As difficult as it is to endure a friendship ending, it can be just as difficult to maintain and make new friendships, especially as we get older. Though it seems like friendship is something that should come naturally to us, it is actually the opposite. From an evolutionary standpoint, it makes more sense for survival to prioritize avoiding an enemy over making a friend. This doesn’t mean that making new friends is impossible, though. One thing to remember when navigating friendships is that the two main keys to friendship are intimacy and reciprocation.

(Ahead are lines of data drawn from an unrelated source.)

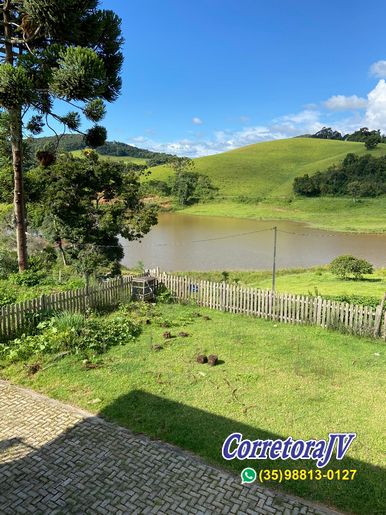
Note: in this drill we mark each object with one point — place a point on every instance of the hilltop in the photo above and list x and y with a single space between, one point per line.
267 170
75 142
256 182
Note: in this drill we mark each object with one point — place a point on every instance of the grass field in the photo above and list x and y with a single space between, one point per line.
256 182
303 281
274 381
268 169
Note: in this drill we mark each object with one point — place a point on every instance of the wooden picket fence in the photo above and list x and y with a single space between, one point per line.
18 318
282 307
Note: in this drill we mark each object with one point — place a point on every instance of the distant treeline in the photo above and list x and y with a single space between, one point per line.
363 135
72 142
363 176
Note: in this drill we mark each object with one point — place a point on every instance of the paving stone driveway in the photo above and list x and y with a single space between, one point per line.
58 459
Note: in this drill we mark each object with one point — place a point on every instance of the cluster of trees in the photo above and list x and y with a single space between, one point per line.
72 142
185 185
363 135
69 51
357 176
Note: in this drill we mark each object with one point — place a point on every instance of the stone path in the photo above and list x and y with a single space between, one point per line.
58 459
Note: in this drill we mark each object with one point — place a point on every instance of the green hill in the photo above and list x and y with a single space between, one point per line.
256 182
268 169
75 142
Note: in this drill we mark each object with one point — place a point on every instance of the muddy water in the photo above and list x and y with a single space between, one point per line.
183 242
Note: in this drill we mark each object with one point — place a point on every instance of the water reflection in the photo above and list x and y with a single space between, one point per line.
183 242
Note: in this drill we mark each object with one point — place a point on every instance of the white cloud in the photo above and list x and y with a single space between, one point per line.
225 140
308 121
378 69
376 111
197 121
343 103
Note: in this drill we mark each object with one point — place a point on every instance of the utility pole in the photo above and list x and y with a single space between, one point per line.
274 258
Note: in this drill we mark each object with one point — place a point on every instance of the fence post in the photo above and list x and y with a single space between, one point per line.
378 316
43 302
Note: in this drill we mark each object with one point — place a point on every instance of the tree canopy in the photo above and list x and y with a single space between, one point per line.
61 50
357 176
84 205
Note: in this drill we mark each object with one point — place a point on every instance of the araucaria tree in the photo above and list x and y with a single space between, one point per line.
89 203
59 49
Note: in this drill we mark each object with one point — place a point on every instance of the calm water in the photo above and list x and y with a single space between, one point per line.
176 243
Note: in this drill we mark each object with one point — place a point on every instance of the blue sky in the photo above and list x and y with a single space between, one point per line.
205 76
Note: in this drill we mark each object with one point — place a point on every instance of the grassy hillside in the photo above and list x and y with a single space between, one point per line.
256 182
268 169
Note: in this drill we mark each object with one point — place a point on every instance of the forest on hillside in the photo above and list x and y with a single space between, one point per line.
357 176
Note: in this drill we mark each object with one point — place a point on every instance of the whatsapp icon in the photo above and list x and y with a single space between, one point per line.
248 475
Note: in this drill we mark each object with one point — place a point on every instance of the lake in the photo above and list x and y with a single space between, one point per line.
184 242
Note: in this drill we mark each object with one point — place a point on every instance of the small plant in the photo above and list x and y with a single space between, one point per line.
225 276
67 321
28 278
212 360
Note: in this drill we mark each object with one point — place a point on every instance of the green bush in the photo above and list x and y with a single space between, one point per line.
74 334
348 266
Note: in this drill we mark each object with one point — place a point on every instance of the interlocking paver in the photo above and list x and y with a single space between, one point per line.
57 459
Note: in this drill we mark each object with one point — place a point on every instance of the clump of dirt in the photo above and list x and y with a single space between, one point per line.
212 360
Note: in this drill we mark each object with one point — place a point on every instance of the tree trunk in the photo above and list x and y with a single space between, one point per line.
17 161
17 149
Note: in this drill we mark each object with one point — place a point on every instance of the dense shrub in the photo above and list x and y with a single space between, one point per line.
350 266
28 278
73 334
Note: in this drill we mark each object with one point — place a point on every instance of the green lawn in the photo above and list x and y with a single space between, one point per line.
304 281
273 381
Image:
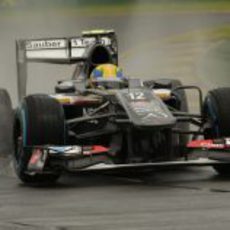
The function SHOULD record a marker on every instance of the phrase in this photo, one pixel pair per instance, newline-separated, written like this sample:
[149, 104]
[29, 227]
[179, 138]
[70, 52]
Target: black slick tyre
[38, 121]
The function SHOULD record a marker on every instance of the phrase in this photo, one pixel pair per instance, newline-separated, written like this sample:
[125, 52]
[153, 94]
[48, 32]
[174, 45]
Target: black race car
[142, 125]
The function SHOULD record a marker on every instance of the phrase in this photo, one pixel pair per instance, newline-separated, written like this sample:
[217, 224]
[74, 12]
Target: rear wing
[62, 51]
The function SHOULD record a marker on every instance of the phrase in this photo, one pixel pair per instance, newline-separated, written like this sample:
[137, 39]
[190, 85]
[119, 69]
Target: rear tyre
[39, 121]
[217, 115]
[6, 121]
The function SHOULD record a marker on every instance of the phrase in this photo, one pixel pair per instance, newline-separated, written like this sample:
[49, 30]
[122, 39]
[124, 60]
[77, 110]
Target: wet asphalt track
[185, 199]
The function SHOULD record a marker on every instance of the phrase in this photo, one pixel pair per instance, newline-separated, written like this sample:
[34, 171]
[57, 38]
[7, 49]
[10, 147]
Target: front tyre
[39, 121]
[217, 115]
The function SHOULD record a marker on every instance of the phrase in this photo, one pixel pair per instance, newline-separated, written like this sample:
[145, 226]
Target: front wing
[98, 158]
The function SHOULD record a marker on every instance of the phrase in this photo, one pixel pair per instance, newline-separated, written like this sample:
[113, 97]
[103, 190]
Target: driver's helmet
[107, 76]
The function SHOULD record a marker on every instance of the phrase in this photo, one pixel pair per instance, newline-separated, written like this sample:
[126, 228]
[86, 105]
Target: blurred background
[184, 39]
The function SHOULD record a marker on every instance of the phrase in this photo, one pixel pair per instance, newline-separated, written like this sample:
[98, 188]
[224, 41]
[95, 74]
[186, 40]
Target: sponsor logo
[45, 44]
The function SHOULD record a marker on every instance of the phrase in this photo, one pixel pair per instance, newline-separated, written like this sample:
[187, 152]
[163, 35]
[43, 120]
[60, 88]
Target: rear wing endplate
[59, 51]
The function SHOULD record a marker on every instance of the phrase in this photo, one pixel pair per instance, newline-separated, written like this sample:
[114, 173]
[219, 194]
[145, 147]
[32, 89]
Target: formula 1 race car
[93, 123]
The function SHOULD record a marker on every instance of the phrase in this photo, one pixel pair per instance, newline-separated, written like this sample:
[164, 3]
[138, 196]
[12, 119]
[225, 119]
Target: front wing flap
[97, 158]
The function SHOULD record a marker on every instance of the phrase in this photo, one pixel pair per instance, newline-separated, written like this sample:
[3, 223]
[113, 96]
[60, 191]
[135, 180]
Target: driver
[107, 76]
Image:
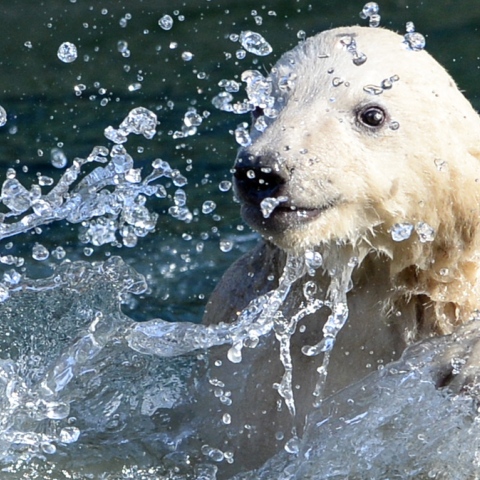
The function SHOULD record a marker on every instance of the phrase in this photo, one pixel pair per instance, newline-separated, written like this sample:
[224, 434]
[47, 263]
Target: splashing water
[67, 52]
[415, 41]
[113, 193]
[268, 205]
[254, 43]
[86, 386]
[370, 11]
[358, 58]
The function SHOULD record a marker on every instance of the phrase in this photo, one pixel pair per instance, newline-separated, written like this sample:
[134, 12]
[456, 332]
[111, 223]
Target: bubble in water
[3, 116]
[254, 43]
[350, 44]
[226, 419]
[39, 252]
[225, 185]
[187, 56]
[59, 253]
[48, 448]
[293, 446]
[222, 101]
[208, 207]
[401, 231]
[67, 52]
[440, 164]
[369, 9]
[268, 205]
[57, 158]
[214, 453]
[373, 89]
[69, 434]
[313, 260]
[415, 41]
[226, 245]
[15, 196]
[166, 22]
[4, 292]
[425, 232]
[242, 136]
[192, 118]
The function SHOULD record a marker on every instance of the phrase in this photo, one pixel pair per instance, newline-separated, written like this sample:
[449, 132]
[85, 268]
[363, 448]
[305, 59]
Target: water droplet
[225, 185]
[208, 207]
[226, 245]
[293, 446]
[242, 136]
[425, 232]
[369, 9]
[67, 52]
[226, 419]
[337, 81]
[268, 205]
[373, 89]
[57, 158]
[254, 43]
[359, 58]
[4, 292]
[441, 164]
[313, 260]
[374, 20]
[166, 22]
[401, 231]
[192, 118]
[3, 116]
[415, 41]
[39, 252]
[48, 448]
[240, 53]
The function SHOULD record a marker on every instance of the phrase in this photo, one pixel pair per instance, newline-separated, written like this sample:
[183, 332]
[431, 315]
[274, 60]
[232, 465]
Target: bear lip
[283, 217]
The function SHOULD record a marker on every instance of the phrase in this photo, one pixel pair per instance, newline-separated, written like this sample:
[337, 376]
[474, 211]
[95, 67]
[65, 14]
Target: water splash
[337, 302]
[401, 231]
[109, 201]
[370, 11]
[67, 52]
[268, 205]
[350, 44]
[254, 43]
[413, 40]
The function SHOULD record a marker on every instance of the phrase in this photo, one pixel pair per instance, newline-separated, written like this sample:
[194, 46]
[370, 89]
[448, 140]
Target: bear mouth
[283, 216]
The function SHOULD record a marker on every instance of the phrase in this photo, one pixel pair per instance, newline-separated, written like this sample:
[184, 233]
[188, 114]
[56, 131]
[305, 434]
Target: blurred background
[125, 60]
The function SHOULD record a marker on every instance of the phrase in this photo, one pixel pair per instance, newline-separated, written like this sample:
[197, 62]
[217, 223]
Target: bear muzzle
[264, 189]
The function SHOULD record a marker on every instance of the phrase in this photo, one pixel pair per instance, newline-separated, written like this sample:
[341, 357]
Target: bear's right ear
[475, 152]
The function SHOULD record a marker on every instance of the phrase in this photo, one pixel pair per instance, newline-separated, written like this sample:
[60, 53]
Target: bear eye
[258, 112]
[372, 116]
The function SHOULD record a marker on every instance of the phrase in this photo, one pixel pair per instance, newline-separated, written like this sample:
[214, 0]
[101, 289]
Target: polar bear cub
[368, 150]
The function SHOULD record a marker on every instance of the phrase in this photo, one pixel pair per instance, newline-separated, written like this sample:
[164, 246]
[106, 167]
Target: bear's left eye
[372, 116]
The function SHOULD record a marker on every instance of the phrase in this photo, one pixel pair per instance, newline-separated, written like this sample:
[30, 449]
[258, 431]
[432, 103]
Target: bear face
[354, 136]
[356, 149]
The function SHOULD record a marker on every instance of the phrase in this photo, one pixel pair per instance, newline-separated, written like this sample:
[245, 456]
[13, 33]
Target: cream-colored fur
[361, 181]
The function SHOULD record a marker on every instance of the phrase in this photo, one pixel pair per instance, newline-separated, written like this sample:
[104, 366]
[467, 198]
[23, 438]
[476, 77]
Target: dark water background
[37, 91]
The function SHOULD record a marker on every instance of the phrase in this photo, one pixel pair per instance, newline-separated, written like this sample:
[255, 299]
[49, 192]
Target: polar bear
[368, 151]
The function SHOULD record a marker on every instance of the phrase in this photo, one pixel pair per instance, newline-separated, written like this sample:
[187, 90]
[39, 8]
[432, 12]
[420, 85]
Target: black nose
[257, 178]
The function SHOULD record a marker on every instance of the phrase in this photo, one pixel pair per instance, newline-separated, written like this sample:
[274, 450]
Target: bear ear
[475, 152]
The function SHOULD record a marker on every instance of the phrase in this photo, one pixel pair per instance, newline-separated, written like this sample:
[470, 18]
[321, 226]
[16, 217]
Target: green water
[37, 91]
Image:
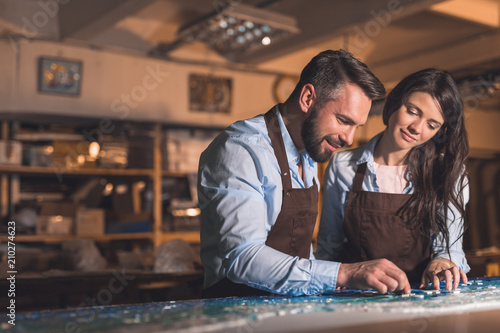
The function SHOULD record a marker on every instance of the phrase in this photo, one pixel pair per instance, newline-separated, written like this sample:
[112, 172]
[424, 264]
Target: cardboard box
[54, 225]
[89, 221]
[56, 218]
[11, 152]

Intimacy primarily consists of being yourself and allowing yourself to be seen and understood by others, also known as vulnerability. Author and research professor Brené Brown’s TED Talks, Listening to Shame and The Power of Vulnerability, are a great place to start for more information on this.
More than liking someone’s post on social media, reciprocation refers to true give and take and being there for one another as much as possible. If you can make room for intimacy and reciprocity in your friendships, it’ll be that much easier to make and maintain them.
Just like it takes time to heal from romantic breakups, getting over friendship breakups is just as painful, if not more because we don’t always expect them. When going through a friendship breakup, taking time to grieve the relationship is important. It’s also the best time to decide which friendships aren’t worth keeping and which ones are worth the effort – or maybe even need more of your attention. One friendship breakup doesn’t mean you’re not worthy of other meaningful and healthy relationships.